Sawbridgworth Lodge No: 5110
It was from the lodge of instruction meetings at the Fawbert and Barnard Library at Sawbridgeworth attended by brethren of a number of lodges from the surrounding district that the lodge was founded and consecrated at Great Queen Street, on 29th May 1929. The first meetings were held in the Fawbert and Barnard Library, the smallest lodge room in the province until 5th April 1932, when the present temple in Sawbridgworth, was dedicated. In 1931, Sir Edmund Barnard who was a founder of the Sawbridgeworth Lodge and was Chairman of the Hertfordshire County Council died and his residence in The Fair Green was offered for sale. 
 
W. Bro Bryan Nockolds, in collaboration with Bros. Sir Walter Lawrence and B T Rice Pyle,  purchased Fair Green House with the stables which had been converted into a library with a flat above, sold the house to a local doctor and retained the library and flat for the Lodge.
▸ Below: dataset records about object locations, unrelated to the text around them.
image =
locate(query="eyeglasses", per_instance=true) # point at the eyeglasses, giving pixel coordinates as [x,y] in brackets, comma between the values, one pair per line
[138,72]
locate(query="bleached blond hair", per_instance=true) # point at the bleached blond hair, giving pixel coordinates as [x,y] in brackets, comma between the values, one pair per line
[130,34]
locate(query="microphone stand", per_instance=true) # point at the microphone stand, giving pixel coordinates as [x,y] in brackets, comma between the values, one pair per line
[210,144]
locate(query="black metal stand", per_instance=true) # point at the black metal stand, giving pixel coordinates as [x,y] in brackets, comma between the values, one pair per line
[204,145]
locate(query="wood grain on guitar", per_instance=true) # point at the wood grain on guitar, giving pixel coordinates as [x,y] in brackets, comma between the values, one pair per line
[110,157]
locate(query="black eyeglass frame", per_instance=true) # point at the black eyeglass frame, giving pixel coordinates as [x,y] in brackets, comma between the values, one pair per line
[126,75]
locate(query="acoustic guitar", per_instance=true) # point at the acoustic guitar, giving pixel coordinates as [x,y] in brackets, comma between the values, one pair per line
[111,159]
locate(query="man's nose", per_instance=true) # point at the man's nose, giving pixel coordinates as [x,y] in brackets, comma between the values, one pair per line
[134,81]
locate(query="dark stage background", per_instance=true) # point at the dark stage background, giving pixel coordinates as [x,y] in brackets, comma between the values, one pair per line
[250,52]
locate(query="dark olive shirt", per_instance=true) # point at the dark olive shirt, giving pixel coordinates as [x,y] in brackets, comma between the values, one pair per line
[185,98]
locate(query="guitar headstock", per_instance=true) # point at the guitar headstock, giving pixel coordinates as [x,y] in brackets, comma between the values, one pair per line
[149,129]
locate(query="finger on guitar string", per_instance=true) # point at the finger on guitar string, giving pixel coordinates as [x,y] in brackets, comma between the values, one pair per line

Sir Walter Lawrence's firm which was then erecting the new Freemasons' Hall in Great Queen Street superintended the building. One of the two test doors made from West African wood for Freemasons' Hall was given to the lodge and is used as the entrance door to the temple. A stone from the old Freemasons' Hall in London is now used as the rough ashlar.

 

The central part of the banner crest represents the Sawbridgeworth bridge and the Hart Couchant represents Hertfordshire.